Salt: My name is Evelyn Salt.
Orlov: Then you are a Russian spy.
The revelation touches off an explosive chase, and the fireworks continue as Salt strives to both prove her innocence and prevent the President’s assassination – at least that seems to be the idea. But Salt never convincingly settles why Evelyn is running, so audiences are left in doubt as to what colour hat she is wearing right to the final stages of the film.
Australian director Phillip Noyce, whose father was an Australian spy, came to the film fascinated with the idea of secrets in suburbia. “At a very early age, in my small town in the Australian outback, I’d spend my afternoons following people,” he says. “I was fascinated by the question of what might happen if long at rest sleeper spies were suddenly called to action.” Box office returns show the film has certainly touched a nerve in the US, opening in the midst of an international scandal involving eleven Russian sleeper agents. Their secret lives exposed, seemingly normal bank employees and software developers were deported for spying. Salt mirrors this real life drama, demonstrating the destructive power of secrets.
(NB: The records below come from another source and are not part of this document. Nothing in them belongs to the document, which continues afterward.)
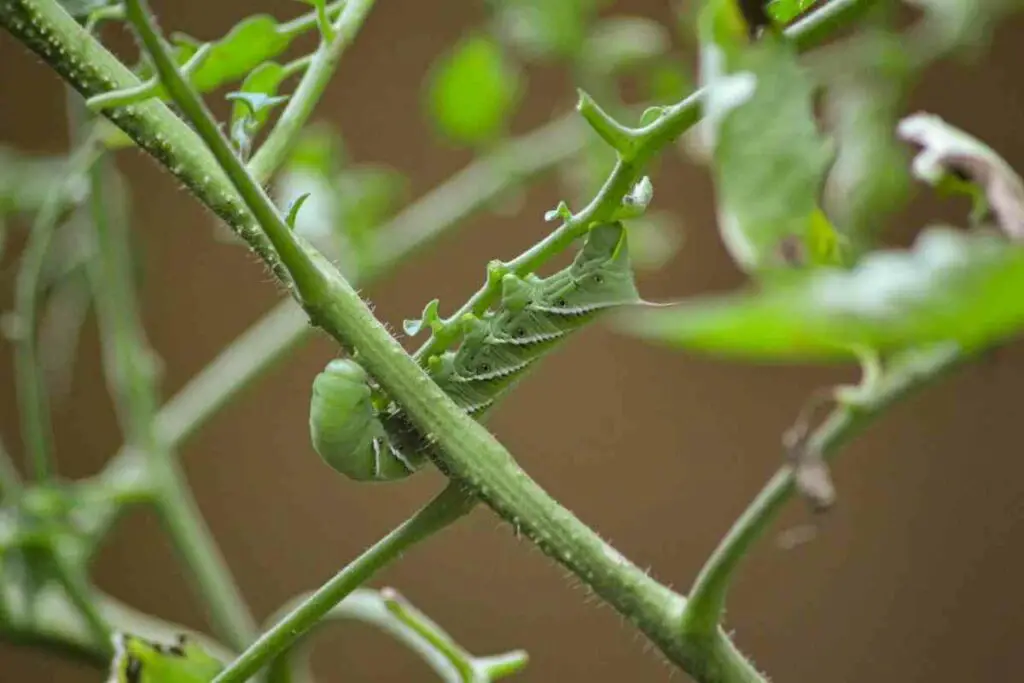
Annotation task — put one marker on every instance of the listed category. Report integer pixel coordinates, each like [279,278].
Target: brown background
[915,577]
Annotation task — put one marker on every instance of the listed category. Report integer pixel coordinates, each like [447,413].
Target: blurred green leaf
[545,30]
[869,177]
[345,203]
[654,240]
[953,160]
[769,157]
[473,90]
[667,81]
[320,150]
[368,195]
[623,43]
[81,8]
[784,11]
[951,287]
[27,181]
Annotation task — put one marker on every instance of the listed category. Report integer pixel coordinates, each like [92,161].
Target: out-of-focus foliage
[346,202]
[950,287]
[473,91]
[769,157]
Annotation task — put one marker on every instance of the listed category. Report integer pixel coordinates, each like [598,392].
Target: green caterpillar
[140,660]
[534,315]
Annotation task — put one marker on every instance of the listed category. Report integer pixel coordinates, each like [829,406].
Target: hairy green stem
[707,601]
[471,454]
[372,607]
[286,326]
[640,144]
[131,376]
[448,507]
[310,88]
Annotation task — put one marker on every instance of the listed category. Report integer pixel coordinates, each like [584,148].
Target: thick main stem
[472,455]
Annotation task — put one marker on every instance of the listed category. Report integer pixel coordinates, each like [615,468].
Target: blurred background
[913,577]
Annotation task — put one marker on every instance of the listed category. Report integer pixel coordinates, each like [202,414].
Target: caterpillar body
[140,660]
[534,315]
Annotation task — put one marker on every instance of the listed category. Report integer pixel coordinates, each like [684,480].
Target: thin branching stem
[448,507]
[642,144]
[36,427]
[468,452]
[131,375]
[300,105]
[413,228]
[908,374]
[10,480]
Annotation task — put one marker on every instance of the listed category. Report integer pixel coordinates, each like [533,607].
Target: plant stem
[10,480]
[131,375]
[286,326]
[196,545]
[448,507]
[307,22]
[300,104]
[73,580]
[470,453]
[707,600]
[36,428]
[644,143]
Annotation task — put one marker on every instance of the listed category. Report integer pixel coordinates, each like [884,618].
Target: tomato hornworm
[532,316]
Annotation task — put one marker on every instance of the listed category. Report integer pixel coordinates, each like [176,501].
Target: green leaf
[950,159]
[473,91]
[784,11]
[320,150]
[654,240]
[667,81]
[27,181]
[621,43]
[543,30]
[323,20]
[869,177]
[81,8]
[258,94]
[950,287]
[367,195]
[250,42]
[769,158]
[347,202]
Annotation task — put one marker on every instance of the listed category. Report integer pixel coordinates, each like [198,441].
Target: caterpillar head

Though Salt is primarily an action flick, the fear of exposure is something that every viewer will be able to identify with. Christians may have drawn the sting from the worst things people could reveal about them by admitting them first to God, but that does not mean the revelation won’t hurt. In fact the final judgment may include much that we would presently consider ourselves incapable of facing. However Salt shows that even Hollywood understands what can make the unbearable, bearable. When Evelyn faces the exposure of her own double life, her husband pleads with her, “I don’t care what you’ve done, just tell me,” and his support provides both strength and direction. As in the case of the Christian and Christ, one solid relationship can trump a lifetime of guilt.